Ship `A` is travelling with a velocity of `5 km h^-1` due east. A second ship is heading `30^@` east of north. What should be the speed of second ship if it is to remain always due north with respect to the first ship ?

To solve the problem, we need to analyze the motion of both ships and find the speed of ship B such that it always appears to move due north with respect to ship A. ### Step-by-Step Solution: 1. **Identify the velocities of the ships:** - Ship A is moving due east with a velocity \( V_A = 5 \, \text{km/h} \). - Ship B is moving at an angle of \( 30^\circ \) east of north. We need to find its speed \( V_B \). 2. **Break down the velocity of ship B into components:** - The angle \( 30^\circ \) east of north means that the angle with respect to the east direction is \( 90^\circ - 30^\circ = 60^\circ \). - The components of the velocity of ship B can be expressed as: - \( V_{Bx} = V_B \cos(60^\circ) \) (eastward component) - \( V_{By} = V_B \sin(60^\circ) \) (northward component) 3. **Set up the condition for ship B to appear due north with respect to ship A:** - For ship B to appear to move due north with respect to ship A, the eastward component of ship B's velocity must cancel out the velocity of ship A. Thus, we have: \[ V_{Bx} = V_A \] - Substituting the expressions for \( V_{Bx} \) and \( V_A \): \[ V_B \cos(60^\circ) = 5 \, \text{km/h} \] 4. **Calculate \( V_B \):** - We know that \( \cos(60^\circ) = \frac{1}{2} \).
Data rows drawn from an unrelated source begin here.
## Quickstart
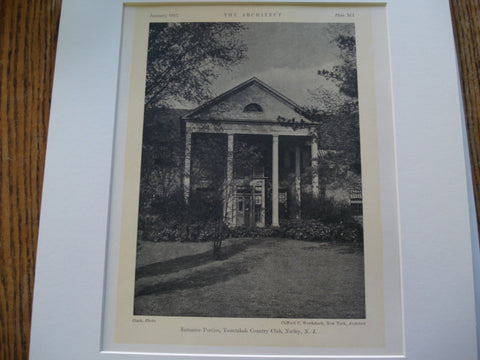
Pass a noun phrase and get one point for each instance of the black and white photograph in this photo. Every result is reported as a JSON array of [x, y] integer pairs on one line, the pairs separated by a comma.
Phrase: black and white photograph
[[250, 199]]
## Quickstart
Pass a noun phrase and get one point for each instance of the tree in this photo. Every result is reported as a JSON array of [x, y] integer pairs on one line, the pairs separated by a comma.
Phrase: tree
[[183, 59], [344, 75]]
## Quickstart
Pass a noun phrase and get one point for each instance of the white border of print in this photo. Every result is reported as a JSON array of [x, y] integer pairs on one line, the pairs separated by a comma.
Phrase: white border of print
[[437, 222]]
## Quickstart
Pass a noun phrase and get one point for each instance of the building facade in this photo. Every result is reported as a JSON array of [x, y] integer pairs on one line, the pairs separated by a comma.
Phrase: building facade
[[255, 110]]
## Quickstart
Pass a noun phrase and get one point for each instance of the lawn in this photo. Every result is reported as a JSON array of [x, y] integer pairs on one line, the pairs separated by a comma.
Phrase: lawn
[[269, 278]]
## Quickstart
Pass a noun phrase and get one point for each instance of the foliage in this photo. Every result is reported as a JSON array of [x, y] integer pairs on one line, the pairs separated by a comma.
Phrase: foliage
[[344, 74], [183, 59]]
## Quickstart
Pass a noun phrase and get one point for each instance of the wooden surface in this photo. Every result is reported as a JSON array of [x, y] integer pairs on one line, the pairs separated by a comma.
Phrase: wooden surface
[[27, 51]]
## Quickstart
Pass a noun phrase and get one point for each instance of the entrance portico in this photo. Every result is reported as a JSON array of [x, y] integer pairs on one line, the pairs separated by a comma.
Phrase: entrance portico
[[252, 108]]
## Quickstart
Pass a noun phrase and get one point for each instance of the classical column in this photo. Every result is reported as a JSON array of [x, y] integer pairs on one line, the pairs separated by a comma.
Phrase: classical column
[[298, 184], [315, 167], [275, 180], [187, 169], [230, 196]]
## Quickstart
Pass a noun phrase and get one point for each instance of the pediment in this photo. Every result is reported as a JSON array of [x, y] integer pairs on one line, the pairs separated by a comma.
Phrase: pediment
[[251, 101]]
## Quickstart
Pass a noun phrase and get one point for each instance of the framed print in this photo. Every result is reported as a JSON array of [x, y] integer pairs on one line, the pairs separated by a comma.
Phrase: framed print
[[255, 180]]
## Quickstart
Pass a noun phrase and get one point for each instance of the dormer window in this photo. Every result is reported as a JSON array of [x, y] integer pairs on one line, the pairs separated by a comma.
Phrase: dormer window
[[253, 107]]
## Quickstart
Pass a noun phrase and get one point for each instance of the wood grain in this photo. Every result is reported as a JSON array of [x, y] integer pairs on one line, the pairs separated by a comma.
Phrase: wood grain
[[466, 25], [27, 52]]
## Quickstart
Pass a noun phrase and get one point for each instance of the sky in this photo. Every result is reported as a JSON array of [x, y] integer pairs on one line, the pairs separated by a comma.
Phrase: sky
[[285, 56]]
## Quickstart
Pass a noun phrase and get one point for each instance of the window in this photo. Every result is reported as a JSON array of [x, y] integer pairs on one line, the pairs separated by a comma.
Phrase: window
[[253, 107]]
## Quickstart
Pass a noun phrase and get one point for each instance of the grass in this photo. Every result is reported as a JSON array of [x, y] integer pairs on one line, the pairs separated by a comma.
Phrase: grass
[[269, 278]]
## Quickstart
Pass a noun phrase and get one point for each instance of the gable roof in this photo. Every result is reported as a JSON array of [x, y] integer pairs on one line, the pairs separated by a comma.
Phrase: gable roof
[[252, 81]]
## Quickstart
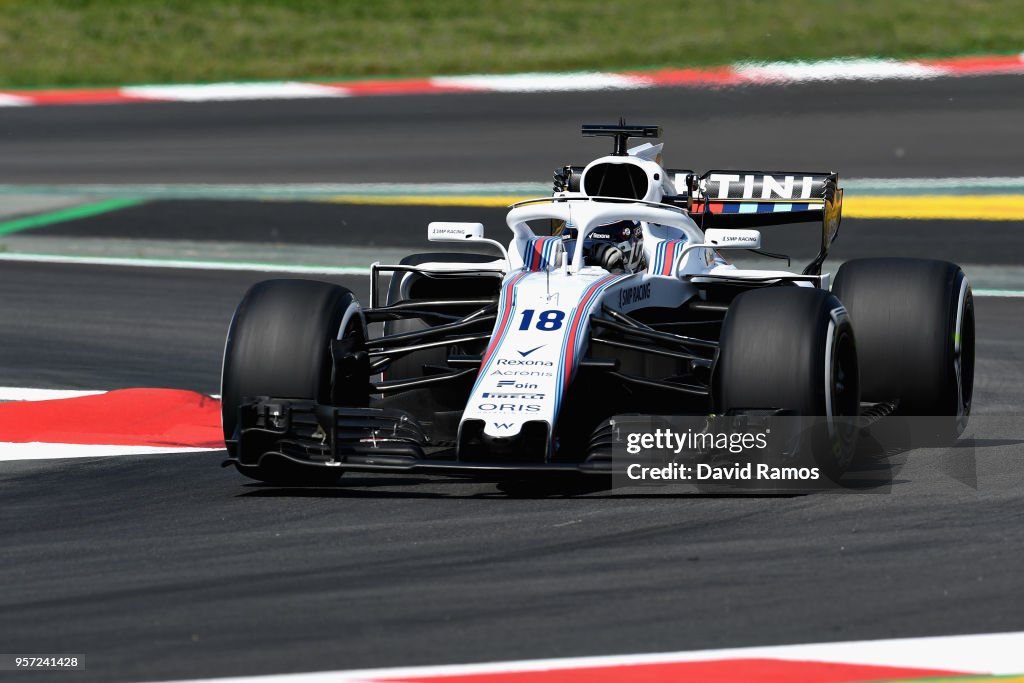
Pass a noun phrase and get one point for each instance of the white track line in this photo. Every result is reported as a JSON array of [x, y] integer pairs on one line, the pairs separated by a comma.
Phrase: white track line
[[27, 393], [185, 264], [1000, 653], [233, 91], [37, 451]]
Therefore, we can substitute this value: \[ V_B \cdot \frac{1}{2} = 5 \, \text{km/h} \] - To find \( V_B \), multiply both sides by 2: \[ V_B = 5 \times 2 = 10 \, \text{km/h} \] 5. **Conclusion:** - The speed of ship B should be \( 10 \, \text{km/h} \) to remain always due north with respect to ship A. ### Final Answer: The speed of the second ship (ship B) should be \( 10 \, \text{km/h} \). ---